I often wonder whether there is a crowding-out effect of messaging tools. These tools seem to activate brain processes which are immensely gratified by a fast stimulus-response pattern. So when you enable messaging for a group and let’s say a forum, people will tend to flock to the messaging system and neglect the other communication tools.
The messaging provides fast and easy dopamine spikes, the forums tend to insist structurally to more elaborate thinking and writing, so the dopamine effects are postponed and our brains don’t like that.
Reflecting on what I use in my personal learning environment:
First step:
- Feedly to capture rss-feeds
- Twitter lists
- Google alerts on keywords
- Newsletters
Second Step:
- Put interesting materials on Diigo, tagging them
- Putting notes, materials on Roam Research (which is my alternative for Evernote and Notion)
- Putting a selection on TheBrain
- Using mindmaps about specific topics
Third Step:
- Write columns
- Make proposals in the newsroom for new topics
- Do suggestions at MetaCAugs for new topics
Using Roam Research is new for me. It’s not based on creating maps, but on network relations between notes and bidirectional links. One could say it’s a new paradigm in note-taking even though there are similarities with TheBrain.
- Discussions on messaging and forums, during zoom discussions
Hi Roland, I don’t have much to add to the conversation (yet) but I appreciate you sharing these processes and reflections.
Great thoughts @Roland. I feel, or what I’ve noticed… is that each tool is a bridge to another. As long as the links, on-ramps to each are visible, then the communication can naturally shift from one medium to another. I don’t necessarily get the dopamine from single thread text chats like Telegram.

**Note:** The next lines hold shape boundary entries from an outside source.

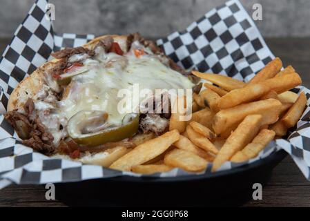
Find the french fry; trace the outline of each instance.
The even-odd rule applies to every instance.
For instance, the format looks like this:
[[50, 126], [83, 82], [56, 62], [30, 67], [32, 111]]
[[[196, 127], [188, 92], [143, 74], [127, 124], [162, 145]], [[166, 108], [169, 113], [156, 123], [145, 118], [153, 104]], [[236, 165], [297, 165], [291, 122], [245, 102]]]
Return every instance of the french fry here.
[[[185, 116], [186, 111], [184, 110], [180, 110], [180, 106], [182, 106], [183, 108], [186, 106], [184, 97], [178, 97], [173, 104], [173, 110], [175, 110], [170, 117], [169, 122], [169, 131], [173, 131], [177, 129], [180, 133], [183, 133], [186, 128], [186, 122], [180, 120], [182, 116]], [[176, 113], [175, 113], [176, 112]], [[183, 112], [183, 113], [182, 113]]]
[[268, 125], [268, 124], [264, 124], [264, 125], [262, 125], [262, 126], [260, 127], [260, 131], [264, 130], [264, 129], [268, 129], [269, 127], [269, 125]]
[[279, 97], [278, 97], [278, 93], [274, 90], [270, 90], [269, 93], [267, 93], [266, 95], [262, 95], [260, 97], [260, 99], [267, 99], [269, 98], [273, 98], [276, 99], [279, 99]]
[[224, 95], [218, 102], [218, 107], [226, 109], [240, 104], [254, 101], [267, 93], [269, 87], [263, 84], [252, 84], [242, 88], [235, 89]]
[[235, 130], [235, 128], [239, 126], [240, 123], [241, 121], [236, 122], [221, 133], [217, 134], [217, 136], [218, 137], [220, 137], [221, 139], [227, 139], [227, 137], [231, 135], [231, 133], [233, 133], [233, 131]]
[[168, 172], [173, 169], [166, 164], [148, 164], [148, 165], [137, 165], [133, 166], [131, 171], [134, 173], [142, 174], [152, 174], [156, 173]]
[[213, 144], [218, 150], [220, 150], [222, 148], [222, 146], [223, 146], [225, 142], [226, 139], [222, 139], [222, 137], [217, 137]]
[[208, 83], [204, 83], [204, 86], [206, 88], [213, 90], [215, 93], [216, 93], [217, 95], [219, 95], [221, 97], [225, 95], [228, 93], [227, 91], [226, 91], [224, 89], [220, 88], [219, 87], [217, 87], [216, 86], [214, 86], [214, 85], [212, 85], [212, 84], [210, 84]]
[[273, 90], [278, 94], [292, 89], [301, 83], [302, 79], [296, 73], [271, 78], [262, 82], [269, 87], [270, 90]]
[[168, 151], [171, 151], [175, 148], [175, 146], [171, 146], [168, 149], [164, 151], [163, 153], [156, 156], [155, 157], [151, 159], [150, 160], [148, 160], [147, 162], [143, 163], [142, 165], [157, 164], [160, 164], [160, 162], [164, 163], [164, 157], [165, 156], [166, 153], [167, 153]]
[[275, 137], [273, 131], [263, 129], [242, 151], [237, 152], [231, 159], [231, 162], [240, 162], [256, 157]]
[[225, 90], [231, 91], [234, 89], [243, 88], [246, 84], [238, 79], [222, 75], [210, 73], [202, 73], [198, 71], [192, 71], [192, 73], [200, 78], [209, 81], [218, 85]]
[[281, 59], [278, 57], [267, 64], [252, 79], [249, 84], [256, 84], [267, 79], [272, 78], [280, 71], [282, 66]]
[[304, 93], [302, 92], [297, 101], [281, 119], [281, 121], [288, 128], [296, 124], [304, 110], [306, 104], [307, 97]]
[[240, 151], [257, 134], [262, 123], [260, 115], [246, 116], [238, 127], [227, 138], [213, 161], [213, 171], [216, 171], [221, 165], [229, 160], [238, 151]]
[[284, 75], [291, 74], [291, 73], [293, 73], [294, 72], [296, 72], [294, 68], [293, 68], [291, 66], [289, 66], [286, 67], [284, 69], [283, 69], [282, 70], [281, 70], [280, 72], [279, 72], [275, 75], [275, 77], [281, 77]]
[[187, 126], [186, 133], [188, 136], [188, 139], [197, 146], [205, 150], [206, 151], [210, 151], [214, 154], [217, 154], [218, 153], [218, 150], [213, 145], [213, 144], [212, 144], [208, 138], [195, 131], [191, 126]]
[[217, 102], [221, 97], [215, 92], [209, 88], [202, 90], [200, 94], [200, 97], [202, 98], [205, 106], [210, 108], [213, 112], [217, 112], [220, 110], [217, 106]]
[[275, 133], [275, 135], [280, 137], [285, 135], [287, 132], [287, 127], [281, 119], [279, 119], [275, 124], [270, 126], [269, 129], [273, 131]]
[[295, 103], [298, 95], [291, 91], [285, 91], [278, 95], [278, 97], [282, 103]]
[[194, 93], [193, 95], [193, 98], [194, 99], [194, 102], [198, 106], [201, 108], [205, 108], [206, 105], [204, 104], [204, 99], [200, 97], [199, 95]]
[[188, 123], [191, 122], [196, 122], [206, 126], [207, 128], [211, 128], [212, 119], [213, 117], [214, 113], [213, 113], [209, 108], [206, 108], [193, 113], [192, 117]]
[[135, 147], [112, 164], [110, 168], [129, 171], [133, 166], [142, 164], [164, 153], [179, 138], [180, 133], [177, 130], [167, 132]]
[[293, 106], [292, 103], [282, 103], [282, 106], [280, 108], [279, 116], [282, 117], [282, 115], [285, 113], [285, 111], [289, 110]]
[[199, 106], [195, 101], [193, 101], [192, 103], [192, 113], [195, 113], [199, 110]]
[[206, 126], [204, 126], [204, 125], [195, 122], [191, 122], [189, 125], [191, 126], [195, 131], [200, 133], [204, 137], [206, 137], [209, 140], [210, 140], [210, 141], [213, 142], [215, 140], [216, 135]]
[[91, 155], [88, 157], [86, 155], [84, 157], [80, 158], [80, 161], [84, 164], [97, 164], [102, 166], [108, 167], [114, 162], [122, 157], [125, 154], [132, 151], [132, 148], [124, 146], [115, 146], [106, 150], [106, 151], [97, 153], [98, 155], [106, 155], [105, 157], [98, 157], [94, 159]]
[[193, 144], [188, 138], [182, 135], [180, 135], [179, 140], [175, 142], [173, 145], [179, 149], [192, 152], [195, 155], [206, 160], [208, 162], [211, 162], [214, 160], [214, 157], [212, 155], [198, 148], [196, 145]]
[[262, 125], [273, 124], [278, 119], [281, 106], [280, 102], [271, 98], [222, 110], [214, 116], [213, 131], [217, 135], [221, 134], [249, 115], [262, 115]]
[[179, 167], [191, 172], [202, 171], [206, 168], [208, 162], [197, 155], [180, 149], [168, 153], [164, 159], [165, 164]]

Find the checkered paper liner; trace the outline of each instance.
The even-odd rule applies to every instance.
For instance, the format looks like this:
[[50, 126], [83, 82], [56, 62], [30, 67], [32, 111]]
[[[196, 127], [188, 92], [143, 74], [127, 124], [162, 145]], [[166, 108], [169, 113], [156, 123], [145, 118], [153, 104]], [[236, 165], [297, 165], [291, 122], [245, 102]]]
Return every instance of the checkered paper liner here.
[[[64, 47], [76, 47], [92, 39], [92, 35], [56, 34], [45, 17], [46, 0], [38, 0], [18, 27], [12, 41], [0, 59], [0, 111], [6, 112], [8, 97], [23, 79], [50, 58], [50, 53]], [[249, 81], [274, 58], [260, 32], [241, 3], [236, 0], [211, 10], [182, 32], [157, 40], [166, 54], [186, 69], [212, 72]], [[310, 180], [310, 90], [300, 86], [308, 98], [307, 108], [287, 140], [271, 142], [257, 157], [242, 164], [226, 162], [227, 170], [264, 158], [284, 149]], [[211, 173], [209, 164], [205, 171]], [[192, 174], [175, 169], [153, 177], [176, 177]], [[145, 176], [121, 172], [100, 166], [55, 159], [33, 151], [22, 144], [12, 127], [0, 115], [0, 189], [11, 182], [44, 184], [77, 182], [120, 175]]]

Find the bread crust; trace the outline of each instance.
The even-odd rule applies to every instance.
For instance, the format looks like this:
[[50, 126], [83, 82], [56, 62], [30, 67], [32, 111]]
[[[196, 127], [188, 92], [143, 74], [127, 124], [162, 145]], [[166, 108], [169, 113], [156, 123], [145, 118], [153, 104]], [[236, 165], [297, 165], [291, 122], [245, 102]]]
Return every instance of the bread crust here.
[[[97, 43], [104, 39], [108, 35], [103, 35], [95, 38], [88, 43], [82, 46], [88, 49], [93, 49]], [[114, 41], [119, 44], [120, 48], [124, 52], [127, 51], [127, 35], [109, 35], [113, 38]], [[23, 79], [13, 90], [8, 102], [7, 110], [11, 111], [19, 109], [23, 106], [28, 98], [34, 98], [44, 84], [45, 70], [52, 68], [61, 61], [61, 59], [53, 59], [46, 62], [41, 66], [37, 68], [28, 77]]]

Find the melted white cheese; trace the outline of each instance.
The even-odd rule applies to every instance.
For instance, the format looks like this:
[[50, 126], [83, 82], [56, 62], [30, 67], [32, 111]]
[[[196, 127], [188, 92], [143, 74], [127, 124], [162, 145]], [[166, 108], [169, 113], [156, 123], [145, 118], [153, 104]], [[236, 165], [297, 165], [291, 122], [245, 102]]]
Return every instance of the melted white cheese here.
[[[148, 88], [153, 93], [155, 89], [191, 89], [193, 86], [187, 77], [153, 55], [137, 58], [130, 52], [124, 56], [108, 53], [99, 57], [100, 59], [86, 59], [84, 64], [88, 70], [72, 77], [69, 95], [59, 110], [68, 119], [81, 110], [103, 110], [109, 114], [108, 122], [121, 125], [126, 113], [117, 110], [119, 102], [124, 99], [117, 97], [119, 90], [133, 93], [134, 84], [139, 84], [139, 90]], [[145, 98], [139, 97], [139, 102]]]

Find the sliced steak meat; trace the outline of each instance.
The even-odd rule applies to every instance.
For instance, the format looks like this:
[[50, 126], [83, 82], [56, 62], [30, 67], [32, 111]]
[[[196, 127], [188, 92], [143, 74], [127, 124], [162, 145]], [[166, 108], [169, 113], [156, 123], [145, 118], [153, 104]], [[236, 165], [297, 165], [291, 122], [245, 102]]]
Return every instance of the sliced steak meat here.
[[24, 144], [43, 154], [50, 155], [55, 151], [52, 144], [54, 137], [46, 131], [39, 117], [30, 119], [32, 118], [30, 115], [35, 114], [34, 106], [32, 99], [28, 98], [23, 106], [24, 114], [17, 110], [9, 111], [6, 113], [5, 118], [13, 126]]
[[139, 33], [130, 34], [127, 37], [127, 46], [128, 47], [128, 50], [130, 48], [133, 42], [135, 41], [139, 41], [144, 46], [144, 47], [148, 48], [155, 55], [158, 55], [167, 58], [169, 61], [169, 66], [171, 69], [177, 71], [182, 75], [188, 73], [185, 69], [179, 66], [173, 59], [166, 55], [162, 49], [157, 46], [153, 41], [144, 39]]
[[83, 47], [77, 47], [66, 48], [65, 49], [52, 53], [52, 56], [57, 59], [64, 58], [66, 60], [72, 55], [77, 54], [88, 54], [90, 57], [95, 55], [95, 52], [93, 50], [89, 50]]
[[143, 133], [154, 132], [156, 135], [162, 133], [168, 125], [168, 120], [156, 114], [148, 113], [140, 119], [139, 129]]
[[111, 48], [113, 42], [113, 38], [108, 35], [103, 39], [100, 39], [97, 44], [97, 46], [95, 47], [95, 48], [96, 48], [97, 47], [102, 47], [104, 48], [106, 52], [107, 52], [109, 51], [110, 48]]

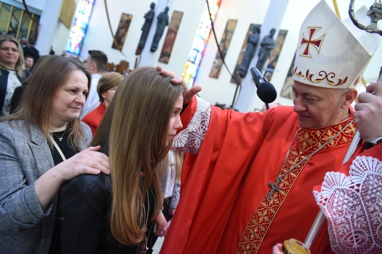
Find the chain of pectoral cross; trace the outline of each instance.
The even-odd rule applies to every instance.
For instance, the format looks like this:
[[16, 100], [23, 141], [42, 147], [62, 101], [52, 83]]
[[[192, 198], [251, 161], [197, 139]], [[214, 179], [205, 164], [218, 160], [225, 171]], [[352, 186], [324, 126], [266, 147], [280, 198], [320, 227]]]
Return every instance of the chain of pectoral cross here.
[[285, 159], [284, 161], [284, 163], [283, 163], [283, 166], [281, 167], [281, 171], [279, 174], [279, 176], [276, 178], [276, 180], [275, 181], [274, 183], [272, 183], [272, 181], [270, 181], [269, 183], [268, 184], [268, 186], [271, 187], [271, 191], [268, 195], [267, 196], [267, 201], [268, 202], [269, 202], [271, 201], [271, 198], [273, 195], [273, 193], [277, 191], [278, 192], [281, 192], [281, 190], [282, 190], [282, 188], [280, 187], [279, 187], [279, 184], [281, 181], [281, 179], [283, 179], [283, 178], [286, 175], [289, 174], [291, 172], [295, 170], [296, 168], [300, 166], [301, 164], [302, 164], [304, 161], [307, 160], [307, 159], [309, 159], [311, 157], [312, 157], [313, 154], [317, 152], [318, 151], [321, 150], [322, 148], [325, 147], [326, 145], [332, 142], [333, 139], [336, 138], [337, 137], [338, 137], [341, 133], [342, 133], [348, 127], [349, 127], [350, 125], [353, 123], [354, 122], [354, 119], [350, 121], [346, 126], [345, 126], [344, 128], [341, 129], [338, 133], [337, 133], [336, 135], [334, 135], [332, 137], [330, 138], [330, 139], [328, 140], [328, 141], [324, 144], [323, 145], [320, 146], [317, 149], [314, 151], [312, 153], [305, 157], [304, 159], [303, 159], [301, 161], [300, 161], [298, 163], [296, 164], [294, 166], [293, 166], [290, 169], [287, 171], [284, 174], [281, 174], [283, 172], [283, 169], [284, 169], [284, 166], [285, 166], [285, 164], [287, 162], [287, 160], [288, 160], [288, 156], [289, 156], [289, 153], [291, 152], [291, 149], [292, 148], [292, 146], [293, 145], [293, 142], [295, 141], [295, 139], [296, 139], [296, 137], [297, 136], [297, 133], [299, 131], [299, 130], [298, 129], [297, 131], [296, 132], [296, 134], [295, 134], [294, 137], [293, 137], [293, 140], [292, 141], [292, 144], [291, 144], [291, 146], [289, 147], [289, 149], [288, 149], [288, 153], [287, 153], [287, 156], [285, 156]]

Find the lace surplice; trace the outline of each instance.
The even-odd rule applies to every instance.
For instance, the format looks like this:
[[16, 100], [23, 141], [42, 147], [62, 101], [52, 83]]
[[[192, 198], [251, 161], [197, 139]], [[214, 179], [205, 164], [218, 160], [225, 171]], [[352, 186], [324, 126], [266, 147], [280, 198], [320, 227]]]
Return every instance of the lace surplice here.
[[317, 204], [328, 219], [331, 245], [340, 254], [382, 253], [382, 162], [357, 156], [347, 176], [327, 173]]

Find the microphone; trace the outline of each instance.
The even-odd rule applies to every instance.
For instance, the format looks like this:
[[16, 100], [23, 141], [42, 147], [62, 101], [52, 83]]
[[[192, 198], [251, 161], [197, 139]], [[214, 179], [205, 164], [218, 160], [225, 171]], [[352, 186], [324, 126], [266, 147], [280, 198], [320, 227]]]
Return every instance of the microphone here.
[[273, 85], [267, 82], [256, 67], [251, 68], [250, 71], [257, 88], [257, 96], [265, 103], [267, 109], [269, 109], [268, 104], [275, 101], [277, 97], [277, 92]]

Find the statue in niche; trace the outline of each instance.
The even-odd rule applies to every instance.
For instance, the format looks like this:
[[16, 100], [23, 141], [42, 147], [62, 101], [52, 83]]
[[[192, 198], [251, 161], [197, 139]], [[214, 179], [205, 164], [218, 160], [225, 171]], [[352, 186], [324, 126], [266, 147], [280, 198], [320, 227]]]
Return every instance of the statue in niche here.
[[262, 73], [265, 62], [271, 56], [271, 51], [276, 47], [276, 41], [273, 39], [275, 32], [276, 29], [271, 29], [269, 34], [265, 36], [260, 43], [261, 47], [259, 51], [259, 60], [256, 64], [256, 68]]
[[259, 26], [255, 25], [252, 28], [252, 34], [248, 36], [247, 40], [247, 47], [243, 56], [243, 60], [238, 70], [238, 73], [241, 78], [244, 78], [247, 75], [248, 71], [248, 67], [251, 60], [252, 60], [256, 50], [256, 46], [259, 42], [259, 38], [260, 36], [260, 29]]
[[146, 44], [146, 40], [147, 39], [147, 36], [148, 35], [150, 28], [151, 27], [152, 20], [154, 19], [154, 15], [155, 14], [154, 8], [155, 7], [155, 4], [152, 2], [150, 5], [150, 10], [145, 14], [144, 18], [145, 20], [143, 26], [141, 29], [142, 30], [142, 35], [141, 35], [141, 39], [139, 40], [139, 43], [138, 44], [138, 47], [141, 49], [144, 47]]
[[157, 18], [158, 23], [156, 25], [155, 34], [154, 35], [154, 39], [152, 40], [151, 48], [150, 49], [150, 51], [151, 52], [155, 52], [158, 48], [158, 44], [159, 43], [160, 38], [162, 38], [162, 35], [163, 35], [164, 28], [168, 25], [168, 14], [167, 14], [167, 11], [168, 11], [168, 7], [166, 7], [164, 9], [164, 11], [160, 13]]

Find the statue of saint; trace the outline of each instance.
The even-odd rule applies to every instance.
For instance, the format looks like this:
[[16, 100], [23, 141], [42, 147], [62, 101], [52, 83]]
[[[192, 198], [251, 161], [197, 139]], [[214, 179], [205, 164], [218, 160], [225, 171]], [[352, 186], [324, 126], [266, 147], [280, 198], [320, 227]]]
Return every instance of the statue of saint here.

If it’s chat based I’d rather there be channels for different kinds of conversation.
When I do respond it’s usually thought out over a period of time that might be a few hours to days after the initial conversation started, so organized discussion like this is probably where I would contribute more myself. I’m enjoying using Discord myself, but am looking into self-hosted solutions. Again with bridges if we each had a community we host/participate in it we would be great to creatie that bridge both ways for people to travel. I’ve linked some OpenLearning/MetaCAugs stuff in my personal channels.
Hope this helps the discussion along
Please keep us posted about the self-hosted solutions! I think Robert Best is working on those bridges?